Friday, April 10, 2015
Cryokinetics is a rehabilitation tool that combines the application of cold, whether through ice packs, ice massage, or ice bucket, to numb the injured body part and then provide progressive, active exercise. Cryokinetics is the most effective form of cryotherapy for rehabilitating ligament sprains.1 Especially effective for ankle sprains, the technique can be used for any acute musculoskeletal joint injury. Cryokinetics allows rehabilitation to begin much sooner than traditional therapy, and it can shorten rehabilitation time by days or even weeks.1
Pain-Free Exercise.
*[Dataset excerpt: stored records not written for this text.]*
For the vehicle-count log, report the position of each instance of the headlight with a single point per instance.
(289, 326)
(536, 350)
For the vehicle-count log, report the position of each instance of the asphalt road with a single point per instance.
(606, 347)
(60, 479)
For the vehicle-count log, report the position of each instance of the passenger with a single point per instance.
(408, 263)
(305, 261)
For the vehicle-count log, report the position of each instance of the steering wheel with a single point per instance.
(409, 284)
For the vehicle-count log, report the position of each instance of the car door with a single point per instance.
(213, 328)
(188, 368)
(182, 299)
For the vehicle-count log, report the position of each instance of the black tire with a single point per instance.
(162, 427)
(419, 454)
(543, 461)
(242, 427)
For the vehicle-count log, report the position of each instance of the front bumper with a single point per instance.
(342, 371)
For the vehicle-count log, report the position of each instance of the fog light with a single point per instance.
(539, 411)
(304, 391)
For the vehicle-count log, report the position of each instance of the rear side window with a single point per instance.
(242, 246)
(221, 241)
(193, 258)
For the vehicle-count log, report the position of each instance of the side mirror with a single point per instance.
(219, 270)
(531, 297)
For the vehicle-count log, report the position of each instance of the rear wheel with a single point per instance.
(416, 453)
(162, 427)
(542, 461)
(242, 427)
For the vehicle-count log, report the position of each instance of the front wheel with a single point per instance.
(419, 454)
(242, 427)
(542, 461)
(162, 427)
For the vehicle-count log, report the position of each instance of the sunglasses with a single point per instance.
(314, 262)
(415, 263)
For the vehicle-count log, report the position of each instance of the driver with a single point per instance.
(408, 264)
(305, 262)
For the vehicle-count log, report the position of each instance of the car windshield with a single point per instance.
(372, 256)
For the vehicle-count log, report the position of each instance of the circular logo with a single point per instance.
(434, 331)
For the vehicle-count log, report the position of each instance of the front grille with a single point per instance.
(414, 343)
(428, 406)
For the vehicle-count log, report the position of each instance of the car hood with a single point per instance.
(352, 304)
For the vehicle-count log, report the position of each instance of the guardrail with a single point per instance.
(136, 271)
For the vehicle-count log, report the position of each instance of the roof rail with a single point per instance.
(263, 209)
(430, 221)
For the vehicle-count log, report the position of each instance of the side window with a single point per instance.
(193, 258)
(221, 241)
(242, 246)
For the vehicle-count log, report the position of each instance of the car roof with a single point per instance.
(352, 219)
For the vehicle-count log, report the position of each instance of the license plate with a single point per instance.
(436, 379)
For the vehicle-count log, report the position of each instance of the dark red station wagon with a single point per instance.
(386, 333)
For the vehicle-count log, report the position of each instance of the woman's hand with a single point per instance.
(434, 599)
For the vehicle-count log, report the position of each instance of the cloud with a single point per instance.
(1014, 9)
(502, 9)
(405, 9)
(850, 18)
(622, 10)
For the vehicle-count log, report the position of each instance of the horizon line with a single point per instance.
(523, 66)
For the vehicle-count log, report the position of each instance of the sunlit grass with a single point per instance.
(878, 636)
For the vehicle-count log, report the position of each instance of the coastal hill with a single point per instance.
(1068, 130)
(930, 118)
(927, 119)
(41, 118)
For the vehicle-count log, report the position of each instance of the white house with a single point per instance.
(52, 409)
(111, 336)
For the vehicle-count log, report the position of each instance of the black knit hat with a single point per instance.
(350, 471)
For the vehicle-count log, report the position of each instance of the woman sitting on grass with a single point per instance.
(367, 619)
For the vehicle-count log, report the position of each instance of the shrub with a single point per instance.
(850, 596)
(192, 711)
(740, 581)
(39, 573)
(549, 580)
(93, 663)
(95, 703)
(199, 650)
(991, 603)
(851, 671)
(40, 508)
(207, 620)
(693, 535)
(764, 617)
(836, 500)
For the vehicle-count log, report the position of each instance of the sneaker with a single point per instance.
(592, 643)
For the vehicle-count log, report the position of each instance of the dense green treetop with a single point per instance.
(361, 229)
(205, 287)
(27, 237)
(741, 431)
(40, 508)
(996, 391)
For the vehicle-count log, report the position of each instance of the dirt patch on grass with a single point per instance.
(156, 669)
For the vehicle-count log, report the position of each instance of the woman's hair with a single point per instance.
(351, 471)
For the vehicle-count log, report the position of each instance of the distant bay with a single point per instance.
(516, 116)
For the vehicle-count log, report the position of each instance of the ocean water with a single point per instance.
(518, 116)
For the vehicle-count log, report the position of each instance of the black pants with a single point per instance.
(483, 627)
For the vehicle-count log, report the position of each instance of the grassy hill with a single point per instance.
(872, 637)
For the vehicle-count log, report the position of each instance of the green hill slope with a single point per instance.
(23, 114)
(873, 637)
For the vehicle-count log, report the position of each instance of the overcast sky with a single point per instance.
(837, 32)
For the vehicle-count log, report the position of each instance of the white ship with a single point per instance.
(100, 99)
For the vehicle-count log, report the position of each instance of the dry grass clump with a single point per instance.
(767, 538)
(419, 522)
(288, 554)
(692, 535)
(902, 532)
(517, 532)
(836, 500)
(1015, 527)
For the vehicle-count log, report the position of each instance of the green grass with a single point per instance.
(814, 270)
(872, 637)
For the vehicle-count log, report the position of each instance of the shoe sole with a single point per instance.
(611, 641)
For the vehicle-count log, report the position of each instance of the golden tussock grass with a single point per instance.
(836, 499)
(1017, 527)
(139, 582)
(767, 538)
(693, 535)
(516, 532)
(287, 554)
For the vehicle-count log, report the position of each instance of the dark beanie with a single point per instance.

Pain-free exercise is the key to Cryokinetics. The purpose of cold applications is to reduce pain to make active exercise possible. Unlike local anesthetic injections or pain-numbing drugs, cold does not totally inhibit the body’s ability to sense pain. Cold relieves pain caused from damaged tissue or pressure from swelling on nerves, thereby still allowing active exercise. But if the exercise becomes so vigorous that further damage might result, the body responds with a pain sensation. Pain during numbness indicates the exercise is too intense and the activity level must be decreased.1
Step one of the application of Cryokinetics is by getting the patient mentally prepared for the cold application. An ice bucket is a simple way to apply cold to an ankle injury. One needs to explain to them four sensations they will experience during ice immersion.1
Initial intense pain
Ache or tingling
After immersion for 10-20 minutes, or until the patient is numb, the next step is to begin exercising the area as long as it remains numb. Exercise first needs to start out with range of motion activities or simple strengthening exercises. Once the area starts getting feeling back, the patient will reemerge into the ice until numbness is reached again. This process is repeated 4-5 times during the rehabilitation period. All exercises should be active, progressive, and ultimately pain free.1
1 Knight K and Draper D. Therapeutic Modalities: The Art and Science. Baltimore, MD: Lippincott, Williams, and Wilkins: 2008.